Out of pure vengeance, I raced our dirty white minivan at illegal speeds. Every time our smug GPS warned, “Beware!” and flashed the speed limit, I gritted my teeth and pressed the gas pedal down harder.
I arrived at our hotel, frazzled, but somewhat satisfied that I’d taken two full minutes off of her estimated time of arrival. Take that!
Lilly seemed to be feeling better, and I hoped that our fiasco was over. We unloaded our bags, and I slid my travel agent’s confirmation e-mail across the desk to the hotel clerk. As I waited for him to find our reservation, I made a mental note to buy a map for the trip home.
“I’m-a sorry-a ma’am-a, but-a we-a have-a no-a rooms-a,” he said, with a shrug. I wondered if he knew my GPS.

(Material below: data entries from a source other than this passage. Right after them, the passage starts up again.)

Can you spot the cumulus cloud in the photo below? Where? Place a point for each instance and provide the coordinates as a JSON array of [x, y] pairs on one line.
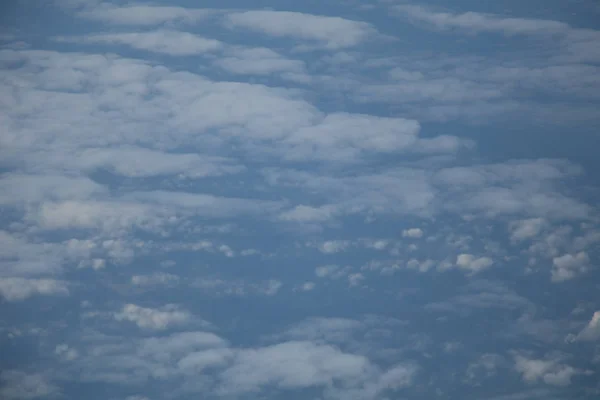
[[154, 319], [592, 331], [169, 42], [142, 15], [479, 22], [414, 233], [155, 279], [222, 287], [550, 371], [526, 229], [19, 289], [333, 246], [569, 266], [260, 61], [330, 32], [19, 385], [473, 264]]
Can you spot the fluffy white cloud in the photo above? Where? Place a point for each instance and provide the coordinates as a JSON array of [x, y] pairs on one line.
[[569, 266], [18, 385], [158, 278], [155, 319], [414, 233], [18, 289], [295, 364], [333, 246], [481, 22], [259, 61], [142, 15], [169, 42], [592, 330], [331, 271], [549, 371], [331, 32], [221, 287], [472, 263], [526, 229]]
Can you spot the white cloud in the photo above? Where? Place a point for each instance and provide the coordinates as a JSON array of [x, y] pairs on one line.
[[143, 15], [592, 331], [157, 278], [136, 162], [295, 364], [472, 263], [355, 279], [307, 286], [331, 330], [330, 32], [222, 287], [155, 319], [342, 137], [549, 371], [331, 271], [414, 233], [65, 352], [526, 229], [258, 61], [169, 42], [302, 213], [18, 385], [569, 266], [482, 22], [333, 246], [18, 289], [421, 266]]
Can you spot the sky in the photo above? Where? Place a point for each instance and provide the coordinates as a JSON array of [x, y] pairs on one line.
[[306, 200]]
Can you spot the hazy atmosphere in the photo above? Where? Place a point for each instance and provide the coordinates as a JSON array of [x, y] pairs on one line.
[[305, 200]]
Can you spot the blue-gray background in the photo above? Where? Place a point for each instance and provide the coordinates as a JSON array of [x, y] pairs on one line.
[[299, 200]]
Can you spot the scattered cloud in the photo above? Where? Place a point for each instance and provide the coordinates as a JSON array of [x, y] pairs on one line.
[[298, 176], [329, 32], [173, 43], [154, 319], [19, 289], [19, 385], [550, 371], [414, 233], [592, 330], [569, 266]]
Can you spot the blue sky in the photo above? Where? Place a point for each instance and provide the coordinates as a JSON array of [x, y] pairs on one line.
[[299, 200]]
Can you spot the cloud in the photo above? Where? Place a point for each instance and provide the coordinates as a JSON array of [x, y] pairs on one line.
[[222, 287], [550, 371], [173, 43], [135, 162], [295, 364], [19, 289], [65, 352], [526, 229], [479, 22], [19, 385], [483, 294], [154, 319], [592, 331], [472, 263], [259, 61], [569, 266], [331, 271], [329, 32], [143, 15], [333, 246], [414, 233], [155, 279]]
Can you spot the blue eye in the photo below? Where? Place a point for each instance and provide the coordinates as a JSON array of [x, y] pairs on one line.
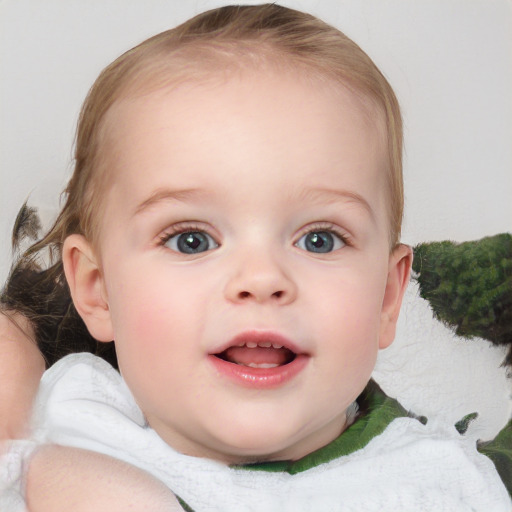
[[191, 242], [320, 242]]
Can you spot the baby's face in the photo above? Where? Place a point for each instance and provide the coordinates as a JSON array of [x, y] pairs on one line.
[[245, 256]]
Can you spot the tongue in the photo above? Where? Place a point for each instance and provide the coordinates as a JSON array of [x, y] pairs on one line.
[[258, 355]]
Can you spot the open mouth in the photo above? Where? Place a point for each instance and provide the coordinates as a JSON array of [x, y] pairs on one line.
[[260, 360], [258, 354]]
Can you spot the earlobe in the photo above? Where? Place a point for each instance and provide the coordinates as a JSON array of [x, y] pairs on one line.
[[399, 273], [85, 281]]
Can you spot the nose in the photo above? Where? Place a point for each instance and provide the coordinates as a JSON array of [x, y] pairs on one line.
[[260, 279]]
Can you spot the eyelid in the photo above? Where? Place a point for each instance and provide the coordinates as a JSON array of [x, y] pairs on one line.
[[344, 236], [184, 227]]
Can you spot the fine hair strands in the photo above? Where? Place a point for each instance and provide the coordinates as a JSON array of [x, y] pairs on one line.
[[217, 41]]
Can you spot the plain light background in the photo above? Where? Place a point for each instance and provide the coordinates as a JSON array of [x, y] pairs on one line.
[[450, 63]]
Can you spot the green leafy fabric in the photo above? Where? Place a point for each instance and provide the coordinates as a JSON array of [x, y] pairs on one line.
[[499, 450], [469, 286], [377, 411]]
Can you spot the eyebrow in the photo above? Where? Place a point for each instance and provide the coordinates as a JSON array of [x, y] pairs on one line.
[[323, 194], [166, 194]]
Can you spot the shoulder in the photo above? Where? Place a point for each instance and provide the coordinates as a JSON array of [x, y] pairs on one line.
[[62, 479]]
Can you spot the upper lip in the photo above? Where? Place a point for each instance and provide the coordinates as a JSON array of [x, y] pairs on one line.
[[259, 337]]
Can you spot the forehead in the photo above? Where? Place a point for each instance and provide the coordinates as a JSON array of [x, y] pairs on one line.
[[228, 126]]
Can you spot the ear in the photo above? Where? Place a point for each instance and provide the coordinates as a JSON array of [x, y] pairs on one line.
[[399, 272], [85, 280]]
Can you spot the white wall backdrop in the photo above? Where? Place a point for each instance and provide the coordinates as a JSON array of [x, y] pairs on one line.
[[450, 62]]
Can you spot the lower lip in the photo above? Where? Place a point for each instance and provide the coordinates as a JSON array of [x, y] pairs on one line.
[[260, 378]]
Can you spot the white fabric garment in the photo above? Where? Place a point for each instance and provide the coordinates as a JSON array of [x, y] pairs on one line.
[[83, 402]]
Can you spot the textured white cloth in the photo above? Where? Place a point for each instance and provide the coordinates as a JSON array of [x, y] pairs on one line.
[[83, 402]]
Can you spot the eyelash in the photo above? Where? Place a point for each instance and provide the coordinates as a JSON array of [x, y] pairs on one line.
[[329, 227], [180, 228]]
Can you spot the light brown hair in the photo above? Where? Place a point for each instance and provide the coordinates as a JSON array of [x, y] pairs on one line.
[[217, 40]]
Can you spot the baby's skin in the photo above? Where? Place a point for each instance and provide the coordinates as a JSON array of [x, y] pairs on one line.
[[257, 214]]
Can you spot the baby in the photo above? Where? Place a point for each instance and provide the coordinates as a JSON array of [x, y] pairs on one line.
[[233, 224]]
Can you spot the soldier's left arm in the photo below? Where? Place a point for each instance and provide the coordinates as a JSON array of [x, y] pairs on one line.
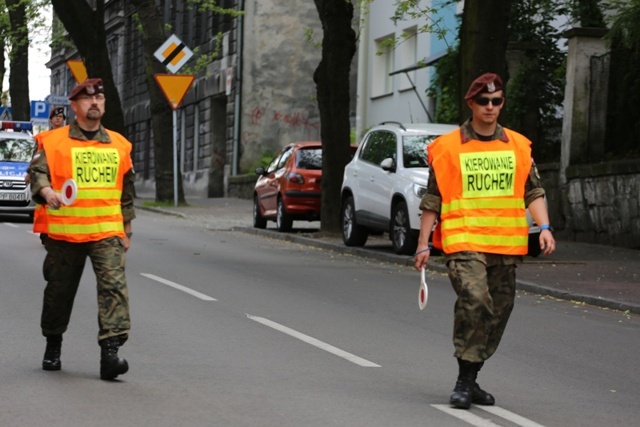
[[126, 200], [40, 177]]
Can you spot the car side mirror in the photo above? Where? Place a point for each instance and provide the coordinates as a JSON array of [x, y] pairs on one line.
[[388, 164]]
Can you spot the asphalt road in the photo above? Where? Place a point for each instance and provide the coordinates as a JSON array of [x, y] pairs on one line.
[[231, 329]]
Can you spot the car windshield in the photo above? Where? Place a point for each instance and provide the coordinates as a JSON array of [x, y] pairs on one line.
[[309, 158], [16, 150], [414, 150]]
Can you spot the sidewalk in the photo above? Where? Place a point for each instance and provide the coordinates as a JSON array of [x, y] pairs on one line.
[[598, 275]]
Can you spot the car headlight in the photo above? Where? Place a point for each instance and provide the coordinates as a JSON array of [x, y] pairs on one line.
[[419, 190]]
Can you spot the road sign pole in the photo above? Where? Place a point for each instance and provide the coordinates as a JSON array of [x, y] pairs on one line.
[[175, 158]]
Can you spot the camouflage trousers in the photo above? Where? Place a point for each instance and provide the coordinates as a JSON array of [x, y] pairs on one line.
[[486, 296], [63, 267]]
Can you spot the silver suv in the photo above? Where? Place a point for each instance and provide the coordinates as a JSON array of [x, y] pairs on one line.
[[384, 183], [16, 150]]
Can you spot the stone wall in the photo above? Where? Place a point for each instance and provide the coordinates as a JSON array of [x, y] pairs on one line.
[[241, 186], [600, 202]]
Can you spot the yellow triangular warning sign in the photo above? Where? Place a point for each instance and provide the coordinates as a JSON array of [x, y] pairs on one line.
[[78, 70], [174, 87]]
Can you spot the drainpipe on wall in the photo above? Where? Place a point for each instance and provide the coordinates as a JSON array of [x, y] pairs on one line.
[[238, 94], [363, 75]]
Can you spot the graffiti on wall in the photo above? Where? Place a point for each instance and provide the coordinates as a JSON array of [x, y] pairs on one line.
[[297, 120]]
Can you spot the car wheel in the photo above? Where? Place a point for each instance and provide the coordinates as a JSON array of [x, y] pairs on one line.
[[284, 222], [403, 239], [352, 233], [258, 220]]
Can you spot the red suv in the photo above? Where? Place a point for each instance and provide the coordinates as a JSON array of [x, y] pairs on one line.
[[289, 188]]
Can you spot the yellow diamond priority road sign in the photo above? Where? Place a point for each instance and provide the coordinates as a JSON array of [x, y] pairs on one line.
[[173, 53], [174, 87]]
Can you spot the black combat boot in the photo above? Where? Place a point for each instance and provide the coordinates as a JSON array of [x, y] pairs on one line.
[[111, 365], [462, 394], [51, 360], [479, 396]]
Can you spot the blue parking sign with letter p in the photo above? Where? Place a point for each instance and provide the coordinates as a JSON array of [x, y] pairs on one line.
[[39, 110]]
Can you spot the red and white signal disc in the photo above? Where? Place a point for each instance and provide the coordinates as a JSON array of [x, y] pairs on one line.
[[69, 192], [423, 293]]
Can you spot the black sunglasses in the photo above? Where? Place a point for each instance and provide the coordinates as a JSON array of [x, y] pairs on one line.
[[483, 100]]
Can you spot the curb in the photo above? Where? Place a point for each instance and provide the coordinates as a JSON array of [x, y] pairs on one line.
[[407, 261]]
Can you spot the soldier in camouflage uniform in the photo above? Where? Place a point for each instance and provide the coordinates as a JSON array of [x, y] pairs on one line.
[[96, 225], [481, 179]]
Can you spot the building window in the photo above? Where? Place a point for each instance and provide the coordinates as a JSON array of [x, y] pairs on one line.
[[382, 66], [407, 57]]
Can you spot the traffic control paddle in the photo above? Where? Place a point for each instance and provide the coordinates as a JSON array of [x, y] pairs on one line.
[[423, 293]]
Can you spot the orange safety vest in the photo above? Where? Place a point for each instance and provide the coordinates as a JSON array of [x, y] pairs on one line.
[[40, 212], [482, 185], [98, 170]]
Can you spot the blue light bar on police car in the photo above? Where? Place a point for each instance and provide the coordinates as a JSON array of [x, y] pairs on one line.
[[17, 126]]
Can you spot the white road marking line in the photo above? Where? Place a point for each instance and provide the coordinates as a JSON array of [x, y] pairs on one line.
[[179, 287], [510, 416], [467, 416], [314, 342]]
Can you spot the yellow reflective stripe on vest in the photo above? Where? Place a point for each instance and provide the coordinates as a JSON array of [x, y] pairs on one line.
[[495, 221], [486, 240], [99, 194], [79, 212], [497, 203], [102, 227]]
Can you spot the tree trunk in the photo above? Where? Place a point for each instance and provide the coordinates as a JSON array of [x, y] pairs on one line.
[[332, 82], [19, 59], [86, 28], [161, 114], [483, 43]]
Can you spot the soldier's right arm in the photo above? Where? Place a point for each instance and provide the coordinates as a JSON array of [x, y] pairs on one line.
[[40, 177]]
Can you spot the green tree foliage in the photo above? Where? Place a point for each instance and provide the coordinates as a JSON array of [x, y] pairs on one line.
[[84, 24], [623, 115], [536, 89], [19, 59], [20, 22]]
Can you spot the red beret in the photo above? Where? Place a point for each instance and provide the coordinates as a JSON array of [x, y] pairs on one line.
[[56, 111], [487, 82], [89, 86]]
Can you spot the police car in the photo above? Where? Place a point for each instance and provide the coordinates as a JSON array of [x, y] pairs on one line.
[[16, 149]]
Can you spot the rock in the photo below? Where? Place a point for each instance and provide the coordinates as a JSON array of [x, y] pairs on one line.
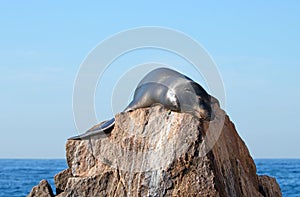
[[61, 180], [268, 186], [158, 152], [43, 189]]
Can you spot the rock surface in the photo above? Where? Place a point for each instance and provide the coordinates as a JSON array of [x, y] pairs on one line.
[[157, 152]]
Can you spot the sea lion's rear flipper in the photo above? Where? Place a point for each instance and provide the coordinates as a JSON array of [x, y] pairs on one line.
[[100, 130]]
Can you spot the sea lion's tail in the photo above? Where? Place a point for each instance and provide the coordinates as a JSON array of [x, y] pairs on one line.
[[100, 130]]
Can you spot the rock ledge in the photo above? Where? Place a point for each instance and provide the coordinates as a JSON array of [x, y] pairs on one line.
[[157, 152]]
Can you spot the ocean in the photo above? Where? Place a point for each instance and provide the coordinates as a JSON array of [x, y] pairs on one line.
[[18, 176]]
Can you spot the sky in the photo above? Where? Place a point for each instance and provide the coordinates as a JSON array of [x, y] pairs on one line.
[[255, 46]]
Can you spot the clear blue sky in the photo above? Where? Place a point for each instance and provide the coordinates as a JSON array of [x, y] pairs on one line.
[[42, 44]]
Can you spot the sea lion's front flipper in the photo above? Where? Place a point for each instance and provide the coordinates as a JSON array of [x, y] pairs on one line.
[[99, 130]]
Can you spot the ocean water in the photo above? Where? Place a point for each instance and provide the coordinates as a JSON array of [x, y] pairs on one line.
[[18, 176], [286, 172]]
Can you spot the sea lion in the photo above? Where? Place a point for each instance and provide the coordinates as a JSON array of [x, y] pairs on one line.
[[169, 88]]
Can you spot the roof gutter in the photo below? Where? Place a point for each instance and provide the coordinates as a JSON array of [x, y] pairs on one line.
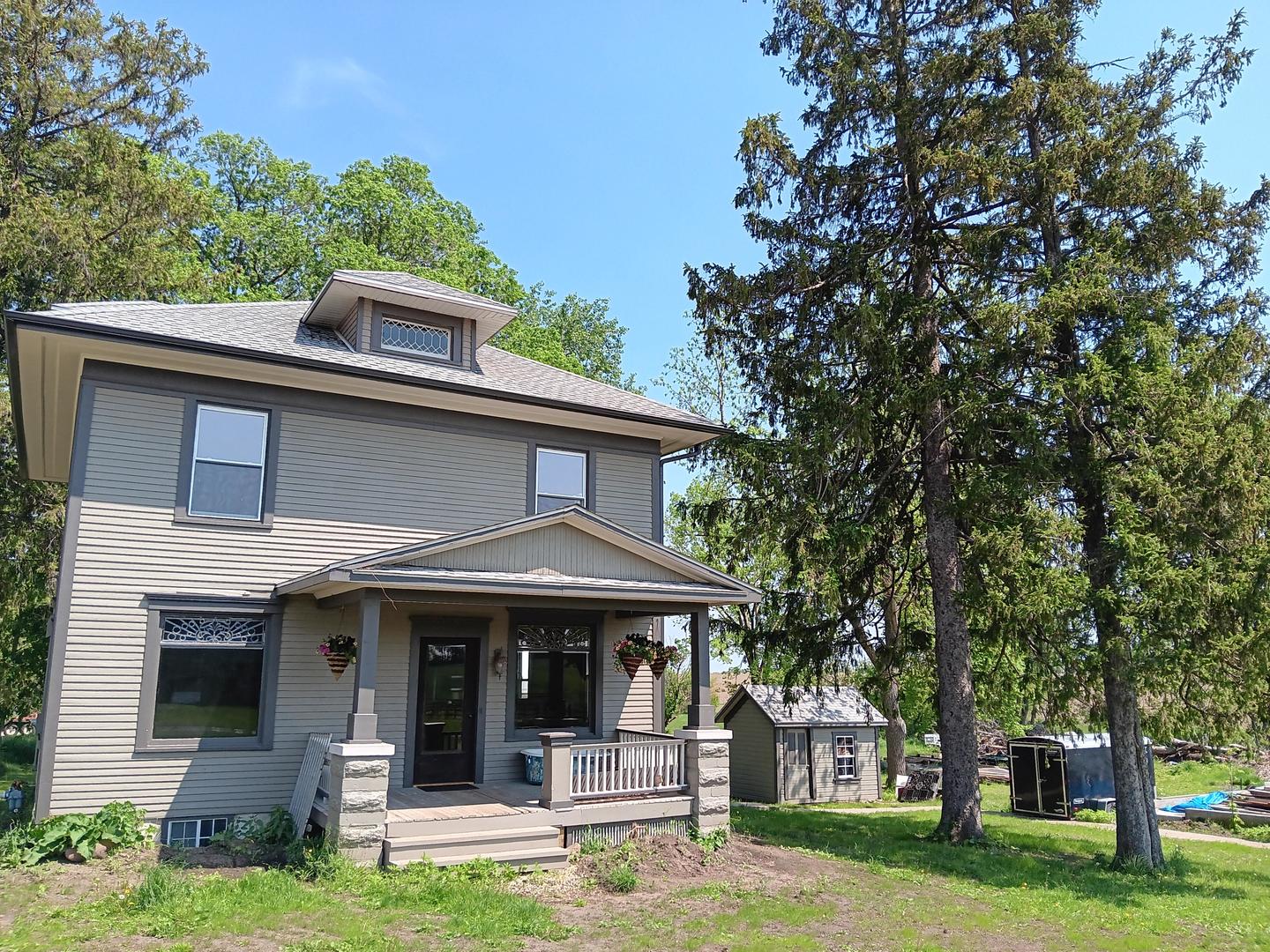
[[136, 337]]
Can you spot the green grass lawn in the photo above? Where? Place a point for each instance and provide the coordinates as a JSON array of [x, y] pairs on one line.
[[1047, 882], [1195, 777]]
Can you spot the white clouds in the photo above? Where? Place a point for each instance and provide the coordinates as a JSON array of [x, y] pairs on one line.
[[317, 83]]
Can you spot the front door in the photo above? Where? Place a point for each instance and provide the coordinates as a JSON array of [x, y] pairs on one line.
[[798, 766], [444, 738]]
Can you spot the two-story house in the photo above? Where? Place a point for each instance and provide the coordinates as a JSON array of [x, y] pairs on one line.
[[248, 480]]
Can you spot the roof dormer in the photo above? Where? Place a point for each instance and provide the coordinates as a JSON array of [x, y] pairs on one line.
[[404, 315]]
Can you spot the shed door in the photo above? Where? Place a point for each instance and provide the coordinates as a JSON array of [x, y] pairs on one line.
[[798, 766]]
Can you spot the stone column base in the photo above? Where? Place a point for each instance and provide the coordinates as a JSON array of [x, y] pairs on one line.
[[706, 758], [358, 807]]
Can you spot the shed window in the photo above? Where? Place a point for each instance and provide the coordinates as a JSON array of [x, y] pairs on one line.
[[195, 833], [845, 756], [211, 669], [228, 475], [415, 338], [554, 671], [562, 479]]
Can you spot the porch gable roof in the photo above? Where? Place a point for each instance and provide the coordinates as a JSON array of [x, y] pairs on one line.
[[569, 553]]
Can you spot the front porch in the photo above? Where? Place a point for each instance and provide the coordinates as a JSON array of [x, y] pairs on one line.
[[481, 675]]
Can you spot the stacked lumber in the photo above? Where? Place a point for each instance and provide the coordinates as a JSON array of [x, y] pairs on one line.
[[1254, 801], [993, 775], [1179, 750]]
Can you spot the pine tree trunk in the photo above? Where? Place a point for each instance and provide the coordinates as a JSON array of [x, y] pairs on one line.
[[897, 730], [960, 819], [1137, 830]]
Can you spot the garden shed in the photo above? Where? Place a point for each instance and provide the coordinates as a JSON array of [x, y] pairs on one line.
[[818, 746]]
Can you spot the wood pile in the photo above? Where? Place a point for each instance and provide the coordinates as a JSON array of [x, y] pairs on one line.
[[993, 775], [923, 785], [992, 740], [1179, 750]]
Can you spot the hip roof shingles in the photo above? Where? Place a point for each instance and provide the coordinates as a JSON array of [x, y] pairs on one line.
[[273, 329]]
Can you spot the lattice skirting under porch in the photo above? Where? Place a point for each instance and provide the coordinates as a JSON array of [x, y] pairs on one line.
[[616, 833]]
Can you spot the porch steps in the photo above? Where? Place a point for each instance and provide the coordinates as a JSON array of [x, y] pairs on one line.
[[522, 847]]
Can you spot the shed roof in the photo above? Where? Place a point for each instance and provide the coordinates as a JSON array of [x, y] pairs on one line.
[[810, 707]]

[To be continued in “Spring Break Odyssey: Relay for Relief.”]
Sharon says
Well done, Lisa. Good sense of drama with some chuckles added.
Sounds like some of my long ago adventures just trying to follow a standard road map. One time we came upon a detour sign so followed it. We ended up at a high elevation in the Rocky Mt and had to back about 1/2 mi to find a spot in the road wide enough to turn around.
Grace C. says
Sometimes I just HATE my GPS. And I HATE it even more when I follow her bad advise.